Search code examples
rdatetimeposixct

Parse ISO 8601 date-time in format YYYY-MM-DDTHH-MM-SSZ


I have a large dataframe with time stamps that look like this:

"2019-05-15T01:42:15.072Z"

It resembles a ISO 8601 combined date and time representation.

How can I parse this string into a real date-time format?

The characters (T and Z) inside the data seems to make it difficult.


Solution

  • You can simply parse the timestamp by specifying the format in as.POSIXct (or strptime)

    as.POSIXct("2019-05-15T01:42:15.072Z", format = "%Y-%m-%dT%H:%M:%OSZ", tz = "UTC")
    #[1] "2019-05-15 01:42:15 UTC"
    

    Explanation:

    %Y, %m and %d denote the year (with century), month and day; %H, %M and %OS denote the hours, minutes and seconds (including milliseconds).

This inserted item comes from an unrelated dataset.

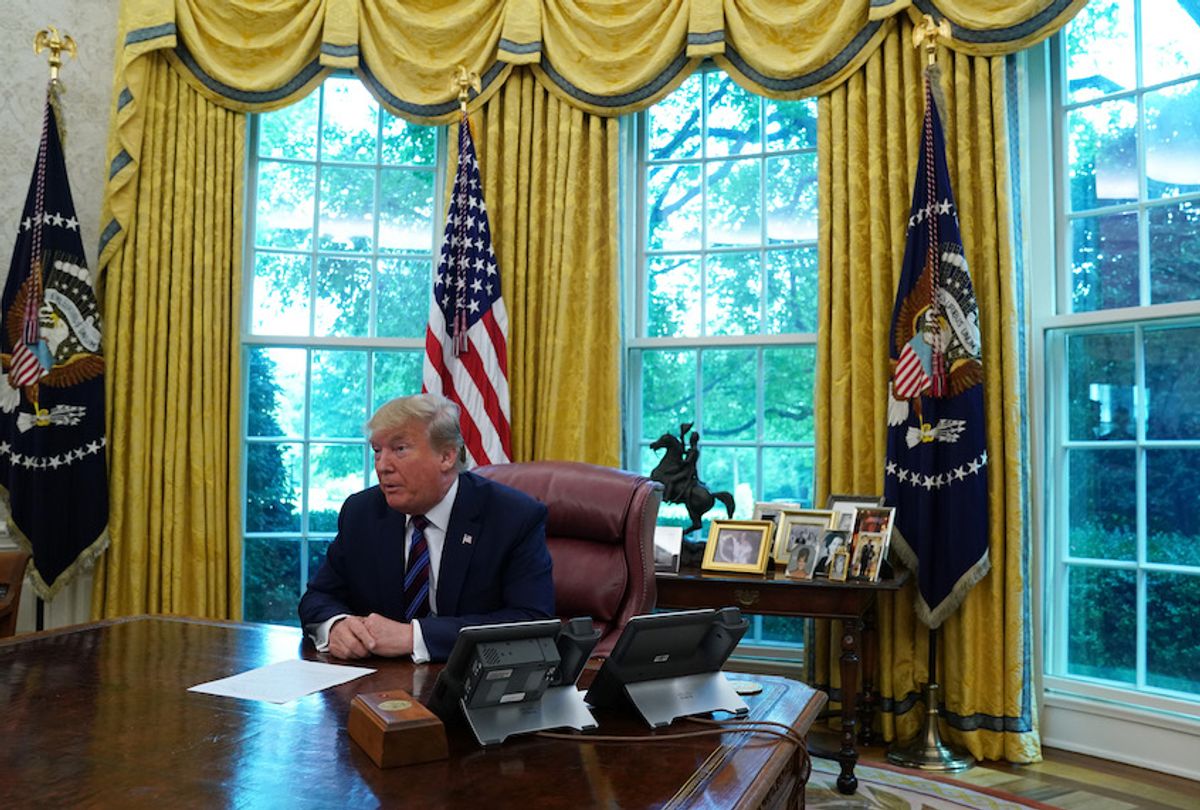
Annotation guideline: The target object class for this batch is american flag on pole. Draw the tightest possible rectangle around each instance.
[883,68,990,628]
[0,84,108,599]
[422,112,512,464]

The T and Z are simply added to the format string, because

    Any character in the format string not part of a conversion specification is interpreted literally

    See ?strptime for the different conversion specifications.

    A comment on timezones

    As the Z denotes UTC times, we have manually added tz = "UTC" to as.POSIXct (as pointed out by @BennyJobigan). If you wanted the timestamp to be converted to your local (target) timezone, you can do

    # In timezone of target, i.e. convert from UTC to local
    lubridate::with_tz(
        as.POSIXct("2019-05-15T01:42:15.072Z", format = "%Y-%m-%dT%H:%M:%OSZ", tz = "UTC"),
        tz = Sys.timezone())
    # [1] "2019-05-15 11:42:15 AEST"
    

    (Obviously the output depends on your local timezone and might be different from what I get.)